Angelegenheiten der Geschäftsführung in den Bereichen "Einkauf, Vertrieb, Marketing, Logistik, Versand" sind nicht der Vertretertätigkeit zuzuordnen
GZ 2008/15/0231, 28.06.2012
Das bf Finanzamt bringt vor, es liege keine ausschließliche Vertretertätigkeit iSd VO vor. Der Mitbeteiligte habe selbst erläutert, dass das Ausmaß seiner Vertretertätigkeit (nur) zwei Drittel seiner Arbeitszeit im Außendienst betragen habe. Damit sei offensichtlich, dass er die Voraussetzung der ausschließlichen Vertretertätigkeit nicht erfülle.
VwGH: Im Erkenntnis vom 24. Februar 2005, 2003/15/0044, auf das die belangte Behörde ihre Entscheidung stützt, hat der VwGH zum Tatbestandsmerkmal der ausschließlichen Vertretertätigkeit erkannt, dass die Ausübung einer "völlig untergeordneten anderen Tätigkeit" der Inanspruchnahme des Vertreterpauschales nicht entgegenstünde. Das genannte Erkenntnis betraf einen Vertreter, der zugleich auch handelsrechtlicher Geschäftsführer einer GmbH war, welche "nahezu nur aus dem Bf selbst bestanden" hat. Eine ähnliche "völlig untergeordnete Leitungstätigkeit" liegt im Beschwerdefall - der Mitbeteiligte ist Geschäftsführer für zwei Gesellschaften mit insgesamt 276 Dienstnehmern - nicht vor.

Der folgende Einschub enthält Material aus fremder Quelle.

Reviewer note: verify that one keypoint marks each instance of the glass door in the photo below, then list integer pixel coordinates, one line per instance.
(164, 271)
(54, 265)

Der belangten Behörde kann aber auch nicht in der Ansicht gefolgt werden, dass "die vom zeitlichen Umfang her jedenfalls geringere Restarbeitszeit", in der der Mitbeteiligte seinen Geschäftsführeragenden nachkomme, von der VO ohnehin nicht erfasst sei. Bemessungsgrundlage für die Ermittlung der Pauschbeträge sind gem § 2 der VO die Bruttobezüge abzüglich der steuerfreien Bezüge, soweit diese nicht wie ein laufender Bezug nach dem Lohnsteuertarif zu versteuern sind. Die von der VO vorgenommene Pauschalierung knüpft daher - worauf das bf Finanzamt zu Recht hinweist - an die gesamten und nicht etwa nur an die auf die Vertretertätigkeit entfallenden Einnahmen an.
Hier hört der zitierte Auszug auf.